I wrote the first Panaya customer case study in 2010. More than 50 case studies later, Panaya is still evolving and I’m doing my best to keep up.
To be honest, I am generally wary of software product announcements. Usually such announcements are either iterative in nature, or traumatic to customers. I see this launch differently, so I decided to deviate from my avoidance of product launches and write this blog post.
Panaya was a cloud vendor long before cloud was an analyst catch phrase. Panaya customers are already used to having cloud access to Panaya, and they are used to having features added at the pace cloud software can deliver.

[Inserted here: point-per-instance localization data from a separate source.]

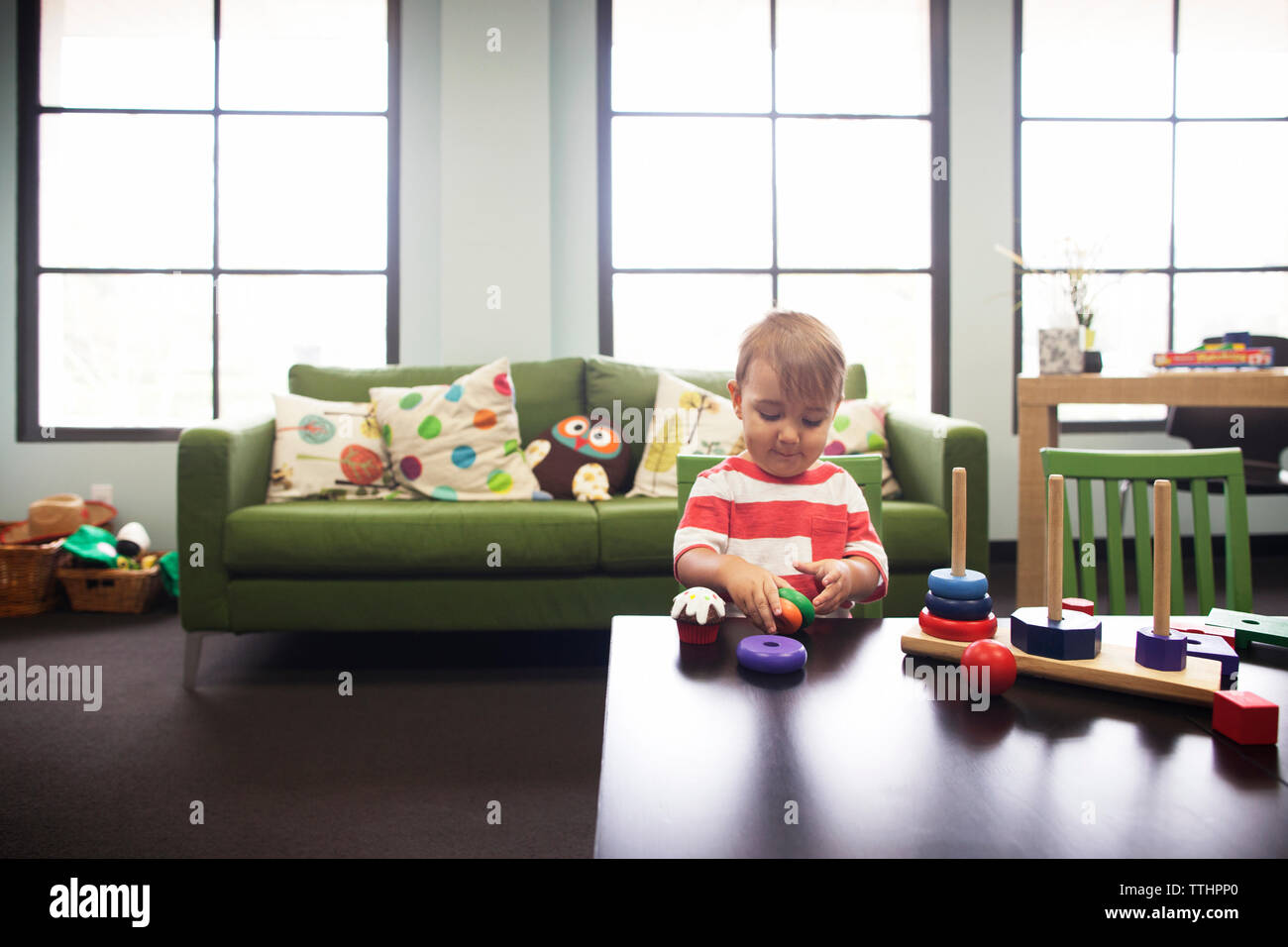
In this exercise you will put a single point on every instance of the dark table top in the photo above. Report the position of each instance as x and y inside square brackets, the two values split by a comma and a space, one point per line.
[706, 759]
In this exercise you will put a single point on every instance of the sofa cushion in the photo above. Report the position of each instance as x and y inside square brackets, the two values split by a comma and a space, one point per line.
[412, 538]
[636, 532]
[919, 532]
[544, 392]
[458, 441]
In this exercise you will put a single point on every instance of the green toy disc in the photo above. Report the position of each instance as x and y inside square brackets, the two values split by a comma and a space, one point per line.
[800, 602]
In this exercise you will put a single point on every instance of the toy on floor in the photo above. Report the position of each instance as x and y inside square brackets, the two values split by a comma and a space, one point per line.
[798, 612]
[997, 659]
[1248, 628]
[1245, 718]
[1051, 633]
[958, 607]
[772, 654]
[1157, 647]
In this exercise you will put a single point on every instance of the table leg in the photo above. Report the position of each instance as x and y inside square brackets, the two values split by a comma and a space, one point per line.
[1038, 428]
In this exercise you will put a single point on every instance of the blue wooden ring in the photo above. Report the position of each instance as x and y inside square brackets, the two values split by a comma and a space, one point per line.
[971, 585]
[958, 609]
[772, 654]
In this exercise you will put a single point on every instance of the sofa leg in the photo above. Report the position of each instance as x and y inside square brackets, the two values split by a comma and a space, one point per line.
[191, 659]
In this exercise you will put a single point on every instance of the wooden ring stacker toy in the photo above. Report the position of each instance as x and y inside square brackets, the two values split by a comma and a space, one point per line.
[1065, 637]
[1157, 647]
[953, 630]
[772, 654]
[958, 609]
[957, 581]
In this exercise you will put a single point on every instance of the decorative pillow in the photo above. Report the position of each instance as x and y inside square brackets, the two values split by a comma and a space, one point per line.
[458, 441]
[580, 459]
[687, 419]
[859, 428]
[327, 450]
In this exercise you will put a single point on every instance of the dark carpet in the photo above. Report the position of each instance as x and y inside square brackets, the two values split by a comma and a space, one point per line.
[441, 731]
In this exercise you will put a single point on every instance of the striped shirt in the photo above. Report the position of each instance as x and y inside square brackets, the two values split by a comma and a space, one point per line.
[738, 509]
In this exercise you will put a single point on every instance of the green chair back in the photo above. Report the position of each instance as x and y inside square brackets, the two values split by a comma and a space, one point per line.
[864, 468]
[1140, 468]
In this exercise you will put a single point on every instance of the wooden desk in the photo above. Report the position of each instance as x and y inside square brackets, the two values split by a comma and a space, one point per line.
[1041, 395]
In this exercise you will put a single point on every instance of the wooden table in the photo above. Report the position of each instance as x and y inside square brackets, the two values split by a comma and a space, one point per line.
[1041, 395]
[704, 759]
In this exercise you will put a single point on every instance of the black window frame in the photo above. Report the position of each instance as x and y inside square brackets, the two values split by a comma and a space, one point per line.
[939, 205]
[29, 226]
[1171, 269]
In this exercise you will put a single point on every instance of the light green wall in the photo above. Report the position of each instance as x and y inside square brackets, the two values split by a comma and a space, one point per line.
[498, 187]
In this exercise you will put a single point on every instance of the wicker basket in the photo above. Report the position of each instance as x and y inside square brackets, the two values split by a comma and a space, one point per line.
[29, 583]
[111, 590]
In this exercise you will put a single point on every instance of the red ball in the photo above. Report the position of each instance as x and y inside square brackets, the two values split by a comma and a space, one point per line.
[999, 660]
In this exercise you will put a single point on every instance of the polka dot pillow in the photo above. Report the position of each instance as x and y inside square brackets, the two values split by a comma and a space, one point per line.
[859, 428]
[458, 441]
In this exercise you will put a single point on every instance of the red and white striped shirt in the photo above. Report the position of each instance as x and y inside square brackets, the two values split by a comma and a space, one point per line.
[738, 509]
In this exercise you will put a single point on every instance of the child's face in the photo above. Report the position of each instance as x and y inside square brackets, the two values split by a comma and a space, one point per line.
[784, 438]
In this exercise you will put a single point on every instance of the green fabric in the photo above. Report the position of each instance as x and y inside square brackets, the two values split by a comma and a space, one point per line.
[412, 538]
[437, 604]
[923, 450]
[612, 557]
[544, 392]
[915, 534]
[223, 466]
[635, 386]
[636, 534]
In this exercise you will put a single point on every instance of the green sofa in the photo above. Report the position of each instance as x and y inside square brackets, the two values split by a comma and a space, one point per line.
[565, 565]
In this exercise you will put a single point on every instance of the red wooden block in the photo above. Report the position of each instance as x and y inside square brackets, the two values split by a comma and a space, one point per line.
[1080, 604]
[1245, 718]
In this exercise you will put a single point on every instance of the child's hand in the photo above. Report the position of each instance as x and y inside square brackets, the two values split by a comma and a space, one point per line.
[836, 579]
[755, 591]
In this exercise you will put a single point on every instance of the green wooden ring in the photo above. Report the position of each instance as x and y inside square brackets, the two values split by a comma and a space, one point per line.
[800, 602]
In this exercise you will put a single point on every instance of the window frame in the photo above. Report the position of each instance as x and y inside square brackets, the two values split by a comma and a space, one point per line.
[29, 269]
[939, 206]
[1170, 270]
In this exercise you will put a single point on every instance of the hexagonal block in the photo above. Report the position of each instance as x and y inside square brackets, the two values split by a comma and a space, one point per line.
[1074, 638]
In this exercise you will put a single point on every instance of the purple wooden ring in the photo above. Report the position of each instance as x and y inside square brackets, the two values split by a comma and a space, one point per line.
[772, 654]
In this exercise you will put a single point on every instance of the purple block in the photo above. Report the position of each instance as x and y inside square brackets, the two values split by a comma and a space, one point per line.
[1214, 647]
[1074, 638]
[1160, 654]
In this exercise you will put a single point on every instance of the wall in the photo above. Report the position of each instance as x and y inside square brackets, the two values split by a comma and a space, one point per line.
[498, 188]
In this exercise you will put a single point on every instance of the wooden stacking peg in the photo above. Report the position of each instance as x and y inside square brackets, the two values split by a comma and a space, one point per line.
[1157, 647]
[957, 581]
[1051, 631]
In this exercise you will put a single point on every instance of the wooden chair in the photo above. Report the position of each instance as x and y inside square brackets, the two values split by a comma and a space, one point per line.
[1140, 468]
[864, 468]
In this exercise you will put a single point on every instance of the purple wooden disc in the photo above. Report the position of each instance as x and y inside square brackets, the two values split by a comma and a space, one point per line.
[772, 654]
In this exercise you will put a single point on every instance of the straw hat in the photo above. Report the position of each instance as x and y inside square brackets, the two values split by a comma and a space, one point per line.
[56, 515]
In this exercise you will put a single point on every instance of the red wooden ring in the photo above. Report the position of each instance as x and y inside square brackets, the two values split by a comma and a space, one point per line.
[957, 630]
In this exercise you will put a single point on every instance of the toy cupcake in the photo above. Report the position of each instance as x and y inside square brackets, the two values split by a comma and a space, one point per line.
[697, 613]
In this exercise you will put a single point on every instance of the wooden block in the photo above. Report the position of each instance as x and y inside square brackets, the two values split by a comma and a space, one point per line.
[1115, 669]
[1250, 628]
[1245, 718]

So I can knock customer trauma off the list of launch concerns. One piece of interesting news from the Quality Management Cloud launch jumped out at me: Panaya has now extended its cloud solutions to include not only Oracle and SAP, but Salesforce.com. This will take some industry watchers by surprise, because the stereotype is that SaaS solutions don’t require any Q/A resources. That’s not necessarily the case. Change analysis is a given. Over time, customizations add up. Version control can be an issue.
It’s unavoidable: testing is a reality of life for the enterprise – whether you’re on-premise, cloud, or, more than likely, hybrid. When you consider the consumerization of IT, the burning question is: When are testing tools going to follow suit? When are we going to have testing solutions lightweight enough for business users to grab onto, without the intensive training business users simply don’t have time for?

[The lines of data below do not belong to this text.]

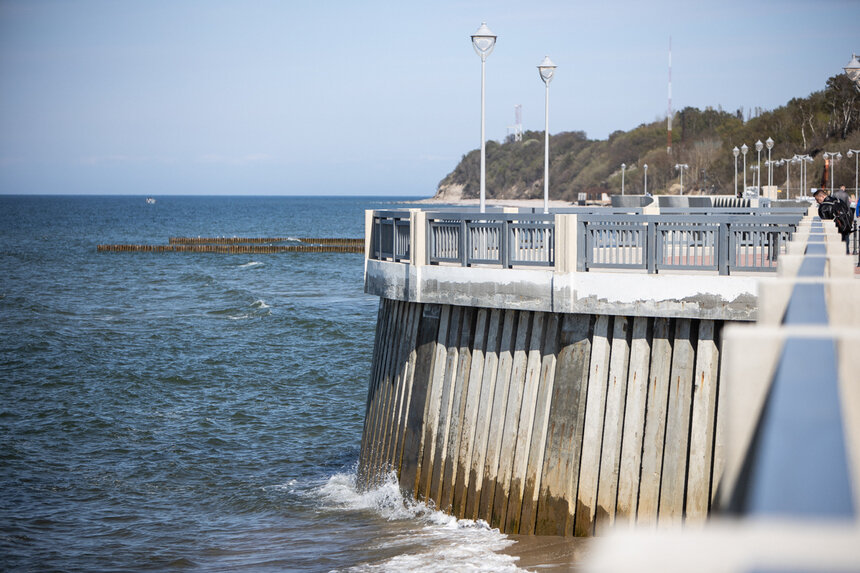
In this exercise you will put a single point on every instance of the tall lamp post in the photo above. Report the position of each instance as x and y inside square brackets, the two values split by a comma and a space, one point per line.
[758, 147]
[804, 160]
[755, 172]
[833, 157]
[787, 162]
[483, 41]
[681, 167]
[736, 152]
[547, 71]
[645, 167]
[769, 143]
[623, 167]
[856, 154]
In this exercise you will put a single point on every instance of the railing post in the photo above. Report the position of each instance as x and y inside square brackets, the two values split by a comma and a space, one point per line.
[724, 249]
[505, 251]
[651, 247]
[566, 241]
[463, 243]
[418, 238]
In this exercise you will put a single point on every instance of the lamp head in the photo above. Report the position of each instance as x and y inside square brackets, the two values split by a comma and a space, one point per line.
[483, 41]
[547, 70]
[852, 70]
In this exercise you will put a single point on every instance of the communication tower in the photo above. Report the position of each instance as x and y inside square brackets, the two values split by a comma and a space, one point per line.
[669, 111]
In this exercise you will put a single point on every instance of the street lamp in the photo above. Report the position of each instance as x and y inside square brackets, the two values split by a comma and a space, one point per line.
[852, 70]
[736, 152]
[833, 157]
[758, 147]
[787, 162]
[623, 167]
[547, 71]
[483, 41]
[645, 167]
[755, 172]
[856, 154]
[803, 159]
[769, 143]
[681, 167]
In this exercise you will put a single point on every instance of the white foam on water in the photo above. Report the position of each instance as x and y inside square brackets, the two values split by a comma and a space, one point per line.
[443, 542]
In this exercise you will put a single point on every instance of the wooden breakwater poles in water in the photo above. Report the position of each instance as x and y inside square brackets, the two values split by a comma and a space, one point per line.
[544, 423]
[237, 245]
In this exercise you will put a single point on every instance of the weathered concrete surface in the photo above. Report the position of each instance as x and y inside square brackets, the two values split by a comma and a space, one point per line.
[699, 296]
[535, 421]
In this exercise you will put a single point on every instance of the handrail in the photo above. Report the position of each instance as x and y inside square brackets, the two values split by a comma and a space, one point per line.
[723, 240]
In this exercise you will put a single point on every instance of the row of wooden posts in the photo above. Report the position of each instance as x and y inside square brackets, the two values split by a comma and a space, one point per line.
[545, 423]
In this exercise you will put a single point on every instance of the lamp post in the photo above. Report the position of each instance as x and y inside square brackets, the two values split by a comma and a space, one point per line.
[681, 167]
[852, 70]
[736, 152]
[623, 167]
[833, 157]
[803, 160]
[758, 147]
[547, 71]
[787, 162]
[755, 172]
[483, 41]
[769, 143]
[645, 167]
[856, 154]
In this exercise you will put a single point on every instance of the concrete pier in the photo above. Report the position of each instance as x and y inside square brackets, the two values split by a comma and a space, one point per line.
[518, 417]
[550, 400]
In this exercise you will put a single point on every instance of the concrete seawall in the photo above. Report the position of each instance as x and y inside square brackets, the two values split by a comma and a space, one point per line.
[545, 422]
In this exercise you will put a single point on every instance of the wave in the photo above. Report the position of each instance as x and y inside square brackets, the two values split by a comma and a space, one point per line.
[431, 541]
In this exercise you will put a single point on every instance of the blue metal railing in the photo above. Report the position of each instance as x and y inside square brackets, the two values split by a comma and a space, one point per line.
[724, 240]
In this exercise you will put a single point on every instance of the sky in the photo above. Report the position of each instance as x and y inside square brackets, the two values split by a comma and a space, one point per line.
[373, 97]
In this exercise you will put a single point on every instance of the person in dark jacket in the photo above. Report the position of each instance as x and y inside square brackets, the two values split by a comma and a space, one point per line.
[828, 208]
[842, 195]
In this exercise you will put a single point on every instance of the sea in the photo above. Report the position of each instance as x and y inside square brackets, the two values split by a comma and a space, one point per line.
[196, 411]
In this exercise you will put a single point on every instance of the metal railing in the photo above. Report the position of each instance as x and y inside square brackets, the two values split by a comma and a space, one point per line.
[389, 240]
[721, 243]
[724, 240]
[506, 239]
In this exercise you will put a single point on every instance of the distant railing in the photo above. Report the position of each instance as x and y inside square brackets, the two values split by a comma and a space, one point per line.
[506, 239]
[725, 240]
[389, 239]
[721, 243]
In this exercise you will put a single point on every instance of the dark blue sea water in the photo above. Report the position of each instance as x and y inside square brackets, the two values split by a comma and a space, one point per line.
[195, 411]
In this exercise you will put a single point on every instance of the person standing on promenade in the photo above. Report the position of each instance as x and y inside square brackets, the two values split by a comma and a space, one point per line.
[832, 208]
[842, 195]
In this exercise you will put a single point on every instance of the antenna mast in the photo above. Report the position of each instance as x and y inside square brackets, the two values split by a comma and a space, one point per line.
[518, 122]
[669, 112]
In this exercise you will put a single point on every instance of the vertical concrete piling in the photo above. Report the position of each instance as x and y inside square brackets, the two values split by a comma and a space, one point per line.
[544, 423]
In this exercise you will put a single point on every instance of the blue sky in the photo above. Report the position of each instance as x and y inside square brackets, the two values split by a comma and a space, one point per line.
[372, 97]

That’s where cloud has not had much impact – yet. Panaya is determined to change that, and I see these announcements as evidence of that determination. When Panaya refers to Cloud Wisdom, in my view, they are upping the ante on what they’ve been doing for years: aggregating Q/A know-how and putting that collective intelligence back into their solutions for SAP, Oracle, and now, Salesforce.com customers.
Bloggers like me warn customers about ‘false clouds,’ or ‘cloud washing.’ I see something different here. In this case, cloud is not just a way of accessing Panaya’s applications – it’s about making those applications continuously smarter from collective use. That’s a characteristic folks like me look for in true cloud solutions. But it’s not about the technology for its own sake – it’s about an improved customer experience.
For longer than I’ve known Panaya, I’ve seen IT departments struggling with the maintenance chores of enterprise software. It’s not just the big upgrades – thousands of patches and enhancements bog down IT shops. The lazy assumption is that IT is out of step with the business. But the truth is more unsettling: most IT leaders do see the urgency of collaborating with business. But they rarely have the time. When you’re caught up in system maintenance, you’re stuck under the hood of the car while others plot the journey ahead.
I see Panaya as one of the few companies that really attacks that problem, helping IT to reduce “maintenance mode” time, freeing IT teams to focus on business-relevant projects – at least most of the time.
I wasn’t always sure about this. But I’ve heard from enough Panaya customers who have been able to improve the IT/business relationship that I’m now persuaded: IT change is possible, even in complex legacy environments. (Most of the interviews I’ve conducted with Panaya’s customers took place without a Panaya employee on the line, giving me the chance to ask them anything – which of course I did).
Look, none of this is easy. I don’t believe in magic technology dust you can sprinkle on corporate problems. But when an IT team can move from “We’re years behind on patches,” to “We finally have a structure for patching and testing that works,” then they are in the game.
In recent years, Panaya has taken this further. Its collaborative testing solutions (along with functional testing support), offer IT, Q/A, and business an integrated testing process. Business users are vital to successful testing – but guess what? They hate the clunky testing tools of yesteryear.
We’re now into the first generation of testing tools that are truly business user-friendly. I am looking forward to hearing what customers have to say about it.